Performance and Memory allocation comparison between List and Set

Solution 4

If you will compare, searching between List and Set, Set will be better because of the underline Hashing algorithm.

In the case of a list, in worst case scenario, contains will search till the end. In case of Set, because of hashing and bucket, it will search only subset.

Sample use case: Add 1 to 100_000 integer to ArrayList and HashSet. Search each integer in ArrayList and HashSet.

Set will take 9 milliseconds where as List will take 16232 seconds.

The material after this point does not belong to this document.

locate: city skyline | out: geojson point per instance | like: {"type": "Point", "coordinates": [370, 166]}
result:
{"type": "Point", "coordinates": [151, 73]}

private static void compareSetvsList(){
    List<Integer> list = new ArrayList<>() ;
    Set<Integer> set = new HashSet<>() ;

    System.out.println("Setting values in list and set .... ");
    int counter = 100_000  ;

    for(int i =0 ; i< counter ; i++){            
        list.add(i);
        set.add(i);
    }

    System.out.println("Checking time .... ");
    long l1 = System.currentTimeMillis();
    for(int i =0 ; i< counter ; i++) list.contains(i);

    long l2 = System.currentTimeMillis();
    System.out.println(" time taken for list : "+ (l2-l1));

    for(int i =0 ; i< counter ; i++)set.contains(i);

    long l3 = System.currentTimeMillis();
    System.out.println(" time taken for set : "+ (l3-l2));

    //      for 10000   time taken for list : 123        time taken for set : 4
    //      for 100000  time taken for list : 16232          time taken for set : 9
    //      for 1000000 time taken for list : hung       time taken for set : 26

}

Solution 5

Use HashSet if you need to use .contains(T) frequently.

Example:

private static final HashSet<String> KEYWORDS = Stream.of(new String[]{"if", "do", "for", "try", "while", "break", "return"}).collect(Collectors.toCollection(HashSet::new));

public boolean isKeyword(String str) {
     return KEYWORDS.contains(str);
}